How Does the Protest Testimony Project Hold the NYPD Accountable?

The Protest Testimony Project gives the public the opportunity to learn about the settlement and the NYPD’s obligations under it. The Project also collects on-the-ground feedback from New Yorkers on what they are seeing from NYPD officers.

Last April, the NYCLU and its partners announced the hiring of Obi Afriyie as Community Engagement Expert. Afriyie describes himself as a “lifelong New Yorker and community organizer.” Afriyie was previously a community organizer for the NAACP Legal Defense Fund.

To hold the NYPD to the promises made in the settlement, the oversight committee monitoring the Department’s implementation of the settlement needs to hear from the public, journalists, and others about the NYPD’s response to protest and how it deploys officers to demonstrations. Public feedback helps hold the NYPD accountable and can surface patterns so that the oversight committee can identify and address these gaps.

But simply asking for public feedback isn’t enough. People need educational opportunities to help them understand what to look out for at demonstrations. The PTP fulfills this mission by holding roundtable workshops that explain – in plain language – the history of the settlement and the changes the NYPD must make in its policing of protests.

Roundtables also offer participants a safe and structured space to share what they have experienced at protests.

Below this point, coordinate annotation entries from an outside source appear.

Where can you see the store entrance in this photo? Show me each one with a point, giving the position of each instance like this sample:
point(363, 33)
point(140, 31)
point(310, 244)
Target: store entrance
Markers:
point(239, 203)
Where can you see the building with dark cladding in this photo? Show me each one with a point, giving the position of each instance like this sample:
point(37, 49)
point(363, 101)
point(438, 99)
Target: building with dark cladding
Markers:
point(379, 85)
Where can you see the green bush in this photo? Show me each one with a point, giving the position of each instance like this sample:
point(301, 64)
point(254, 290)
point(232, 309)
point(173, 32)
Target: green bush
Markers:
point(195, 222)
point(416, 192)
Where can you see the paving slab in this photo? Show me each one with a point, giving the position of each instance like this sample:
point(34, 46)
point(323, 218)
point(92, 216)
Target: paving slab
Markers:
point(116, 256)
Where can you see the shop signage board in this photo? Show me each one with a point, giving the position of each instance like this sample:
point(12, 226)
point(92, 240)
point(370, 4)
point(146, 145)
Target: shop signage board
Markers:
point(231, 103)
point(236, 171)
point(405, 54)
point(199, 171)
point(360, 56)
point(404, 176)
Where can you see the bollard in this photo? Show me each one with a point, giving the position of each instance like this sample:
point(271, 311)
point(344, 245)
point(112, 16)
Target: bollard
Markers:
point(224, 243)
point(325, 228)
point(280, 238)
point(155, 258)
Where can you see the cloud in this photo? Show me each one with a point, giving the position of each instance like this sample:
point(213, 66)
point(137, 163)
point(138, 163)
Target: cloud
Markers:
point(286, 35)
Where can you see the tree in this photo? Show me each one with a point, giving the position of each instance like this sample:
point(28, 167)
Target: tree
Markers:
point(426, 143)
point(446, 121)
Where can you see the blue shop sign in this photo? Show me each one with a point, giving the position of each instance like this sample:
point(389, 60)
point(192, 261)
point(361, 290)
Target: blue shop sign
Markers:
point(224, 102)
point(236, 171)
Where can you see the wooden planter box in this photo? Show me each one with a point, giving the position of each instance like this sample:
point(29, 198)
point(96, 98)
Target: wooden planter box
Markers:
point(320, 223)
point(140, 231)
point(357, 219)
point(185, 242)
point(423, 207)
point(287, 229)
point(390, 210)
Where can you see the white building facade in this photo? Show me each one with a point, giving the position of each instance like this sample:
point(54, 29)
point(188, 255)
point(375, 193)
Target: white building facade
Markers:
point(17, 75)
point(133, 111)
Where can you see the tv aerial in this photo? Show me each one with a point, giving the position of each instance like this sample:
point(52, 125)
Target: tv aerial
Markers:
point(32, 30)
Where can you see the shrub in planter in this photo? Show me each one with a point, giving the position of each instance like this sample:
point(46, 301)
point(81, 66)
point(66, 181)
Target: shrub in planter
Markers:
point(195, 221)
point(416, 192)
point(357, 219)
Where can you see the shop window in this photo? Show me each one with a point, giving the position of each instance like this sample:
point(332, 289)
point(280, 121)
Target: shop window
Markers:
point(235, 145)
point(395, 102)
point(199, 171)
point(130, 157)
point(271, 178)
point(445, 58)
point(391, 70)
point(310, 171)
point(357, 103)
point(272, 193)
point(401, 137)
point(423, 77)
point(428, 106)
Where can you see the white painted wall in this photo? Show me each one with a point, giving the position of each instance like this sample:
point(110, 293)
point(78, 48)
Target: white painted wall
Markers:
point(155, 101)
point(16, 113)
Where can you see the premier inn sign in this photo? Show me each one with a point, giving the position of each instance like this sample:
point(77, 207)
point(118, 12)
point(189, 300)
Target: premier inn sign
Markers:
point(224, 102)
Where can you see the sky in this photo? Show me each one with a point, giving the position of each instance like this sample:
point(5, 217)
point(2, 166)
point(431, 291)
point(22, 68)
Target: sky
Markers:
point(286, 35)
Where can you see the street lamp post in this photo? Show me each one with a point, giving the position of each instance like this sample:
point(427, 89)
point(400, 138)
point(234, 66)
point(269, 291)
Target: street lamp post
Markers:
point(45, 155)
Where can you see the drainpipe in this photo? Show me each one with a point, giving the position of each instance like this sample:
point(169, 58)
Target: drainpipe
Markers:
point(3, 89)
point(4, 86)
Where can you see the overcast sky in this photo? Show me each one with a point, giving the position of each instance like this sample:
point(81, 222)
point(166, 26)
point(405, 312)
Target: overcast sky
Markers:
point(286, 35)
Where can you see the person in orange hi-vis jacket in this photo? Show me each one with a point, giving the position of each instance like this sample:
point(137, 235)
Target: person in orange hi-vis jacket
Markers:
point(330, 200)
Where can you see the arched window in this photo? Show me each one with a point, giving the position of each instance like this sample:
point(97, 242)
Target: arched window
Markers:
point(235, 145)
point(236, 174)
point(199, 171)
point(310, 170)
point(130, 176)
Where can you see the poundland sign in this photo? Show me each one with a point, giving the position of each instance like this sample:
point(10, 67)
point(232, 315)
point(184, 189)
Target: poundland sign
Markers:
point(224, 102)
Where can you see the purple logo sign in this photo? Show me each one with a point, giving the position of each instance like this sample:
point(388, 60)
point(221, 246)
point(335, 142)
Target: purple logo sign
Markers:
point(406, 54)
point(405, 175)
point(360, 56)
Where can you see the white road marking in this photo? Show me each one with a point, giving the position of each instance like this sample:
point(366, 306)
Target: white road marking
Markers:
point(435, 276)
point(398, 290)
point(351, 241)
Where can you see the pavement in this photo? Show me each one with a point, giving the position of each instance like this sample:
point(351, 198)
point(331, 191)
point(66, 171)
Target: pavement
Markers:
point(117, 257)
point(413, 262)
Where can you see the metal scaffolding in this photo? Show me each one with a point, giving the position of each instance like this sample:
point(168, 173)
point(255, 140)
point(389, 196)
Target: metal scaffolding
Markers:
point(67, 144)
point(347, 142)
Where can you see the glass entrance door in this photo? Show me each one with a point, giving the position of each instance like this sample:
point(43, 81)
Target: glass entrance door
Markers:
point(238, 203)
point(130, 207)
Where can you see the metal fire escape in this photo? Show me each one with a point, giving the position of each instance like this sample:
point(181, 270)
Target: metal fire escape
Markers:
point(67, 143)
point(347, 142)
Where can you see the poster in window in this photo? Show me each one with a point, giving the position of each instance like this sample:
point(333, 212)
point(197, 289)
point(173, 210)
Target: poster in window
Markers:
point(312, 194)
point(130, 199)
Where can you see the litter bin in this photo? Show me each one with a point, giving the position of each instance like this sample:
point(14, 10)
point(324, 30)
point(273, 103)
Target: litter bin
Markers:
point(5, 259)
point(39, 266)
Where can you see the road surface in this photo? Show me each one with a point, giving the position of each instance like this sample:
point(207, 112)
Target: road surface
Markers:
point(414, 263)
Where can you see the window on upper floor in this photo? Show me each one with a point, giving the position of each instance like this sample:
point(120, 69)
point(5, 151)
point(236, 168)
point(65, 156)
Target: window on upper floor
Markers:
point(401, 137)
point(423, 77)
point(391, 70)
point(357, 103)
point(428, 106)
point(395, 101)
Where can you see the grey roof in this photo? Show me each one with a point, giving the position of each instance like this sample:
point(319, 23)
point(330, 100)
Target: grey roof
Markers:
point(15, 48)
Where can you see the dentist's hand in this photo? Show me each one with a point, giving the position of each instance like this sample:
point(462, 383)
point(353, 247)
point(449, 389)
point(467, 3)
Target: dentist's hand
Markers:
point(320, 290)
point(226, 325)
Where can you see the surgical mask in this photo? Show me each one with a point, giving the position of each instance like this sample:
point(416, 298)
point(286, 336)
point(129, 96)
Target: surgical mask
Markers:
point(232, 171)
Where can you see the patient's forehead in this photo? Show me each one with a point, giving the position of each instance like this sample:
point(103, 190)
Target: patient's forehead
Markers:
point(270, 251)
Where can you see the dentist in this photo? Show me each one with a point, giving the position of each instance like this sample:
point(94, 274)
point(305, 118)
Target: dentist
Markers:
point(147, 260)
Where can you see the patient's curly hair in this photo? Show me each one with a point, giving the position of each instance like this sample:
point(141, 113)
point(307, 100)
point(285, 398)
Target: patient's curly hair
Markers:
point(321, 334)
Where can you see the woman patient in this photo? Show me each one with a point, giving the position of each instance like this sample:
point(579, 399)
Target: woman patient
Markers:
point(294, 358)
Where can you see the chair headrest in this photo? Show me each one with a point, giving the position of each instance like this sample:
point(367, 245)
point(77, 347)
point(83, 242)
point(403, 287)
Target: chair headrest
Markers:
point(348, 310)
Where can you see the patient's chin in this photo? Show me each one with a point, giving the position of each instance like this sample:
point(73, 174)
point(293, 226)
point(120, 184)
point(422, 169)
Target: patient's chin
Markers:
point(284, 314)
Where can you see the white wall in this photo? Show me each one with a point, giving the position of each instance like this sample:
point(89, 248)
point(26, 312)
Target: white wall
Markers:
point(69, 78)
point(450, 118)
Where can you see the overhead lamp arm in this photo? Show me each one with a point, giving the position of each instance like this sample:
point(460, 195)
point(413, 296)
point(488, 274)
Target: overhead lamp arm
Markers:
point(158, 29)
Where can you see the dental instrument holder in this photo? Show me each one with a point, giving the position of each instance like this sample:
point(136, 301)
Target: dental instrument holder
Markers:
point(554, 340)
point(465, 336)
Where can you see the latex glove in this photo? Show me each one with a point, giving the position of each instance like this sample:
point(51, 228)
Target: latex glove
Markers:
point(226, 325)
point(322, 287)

“The roundtables are designed to be safe spaces for open-ended discussion, shared experiences, and information gathering. We don’t collect names or identifying information, and participants can engage anonymously. These spaces also allow people to connect with us for support without fear of being exposed,” Afriyie said.

By participating in the PTP and learning about the settlement or sharing their feedback, people can take part in the critical public oversight of an agreement that could set a gold standard for protest policing nationwide.

“Our First Amendment protections are vital to advocacy and to our ongoing pursuit of true equality,” Afriyie said. “Education and community-building are our strongest forms of protection. When we come together, see each other, and recognize our shared experiences, we become stronger as a collective — and that’s how real change is built.”